20 Şubat 2018 Salı

EMC DD / import sfs_dump data into Excel

Generate and capture the sfs_dump data:

In this section you will need to know how to connect to your Data Domain via a ssh client, and how to configure its ability to log any data which appears on the screen. This log file is not written on the Data Domain, it will be written to the system from which you are running the ssh client (perhaps your laptop). You should ensure there is sufficient space for the log file (which could be around 200 MB for systems with 1 million files).

1.     Login to the DDR from a ssh client
2.     Type system show serialno
3.     Type priv set se
4.     Authenticate using the serial number from Step 2. If your system uses retention-lock compliance then you will need to authenticate using a user with the "security" role first.
5.     Switch on logging within your ssh client, ensure "all session output" is enabled, the output file is named logically and will be placed in a suitable directory where you can find it.
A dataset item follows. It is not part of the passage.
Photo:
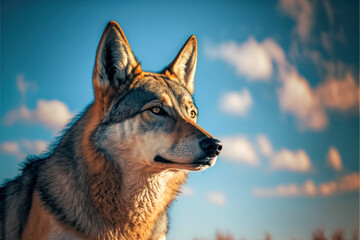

For PuTTY, this is under the Session -> Logging tab of the configuration screen. You may need to check the manual if you are using a different ssh client.
6.     Type se sfs_dump -c (you can specify a path if you want to limit to a particular dir or mtree, eg se sfs_dump -c /data/col1/mymtree.)
7.     When the command has completed, switch off logging. If Excel is not installed on the same machine as the log file just created then you will need to copy it across.

Import into Excel:
In this section the previously created log file will be opened inside Excel, and the data imported into a spreadsheet. Excel's "Text Import Wizard" will be configured to split the data into individual columns. Any redundant information above the actual data will be removed.

8.     Start Excel
9.     Open the file created by your ssh client's logging, using File -> Open. You may need to set the dialog to show "All files", depending on the suffix of the log file you created.
10.   Excel will start the "Text Import Wizard"
11.   Choose "Delimited" to describe the data
12.   Scroll through the preview, looking for a line which starts with "namemtimefileidsizeseg_bytes" and note the row number. This line is the header for the sfs_dump data and is the first line we wish to import. Set the "Start import at row" value to this number.
13.   Click "Next"
14.   Ensure the "Tab" delimiter box is ticked and the others are unticked, check the preview to see filenames in the first column, and numbers in the remaining columns. Note: You may need to scroll down a little as the preview starts at the top of the file, rather than the header line set in Step 12. If the preview does not show filenames in the first column, and numbers in the remaining columns then you should click "Back" and follow Steps 11-14 again. If it still doesn't appear correct then you will need to restart from Step 1 - paying particular attention to ensuring that "all session output" is enabled. This is essential to allow the tab characters used in the sfs_dump output to be saved in the log file.
15.   Click "Next"
16.   Click "Finish"
17.   At this point, Excel should contain data in columns A to I. If data is only present in column A, but stretches across the screen, then close Excel and retry from Step 8. If you still see the same result, re-read Step 14 and then restart from Step 1.

Add extra calculated fields:
In this section, extra fields will be added to show various compression values, and to convert the timestamp data into a human readable value. We will also remove any redundant information below the data. When you first enter the formulae in the following steps, the cell will display "#VALUE!" - this is normal and expected.

Firstly, the timestamp conversion.

18.   Copy the following formula and paste into cell J1: =(((B1/1000000000+(-6*3600))/86400)+25569)

a)     Change the -6 in the -6*3600 section to the offset between your timezone and UTC, ie -6 for Central, -5 for Eastern, -8 for Pacific. For timezones East of UTC (ie mainland Europe, India) the offset will be positive (ie 1 for Central Europe). If your timezone has a half hour difference, make sure you include .5 in the value you use.

b)     Secondly, the compression information.  

19.   Copy the following formula and paste into cell K1: =IF(H1=0,0,D1/H1)
20.   Copy the following formula and paste into cell L1: =IF(I1=0,0,H1/I1)
21.   Copy the following formula and paste into cell M1: =K1*L1
22.   Select cell J1, right click, then "format cell", choose your preferred format from the Date selection.
23.   Select cells K1,L1,M1, right click, then "format cell", set to Number with one decimal place

Next, we are going to copy the formulae we have just added, to every row of data, using some useful shortcuts.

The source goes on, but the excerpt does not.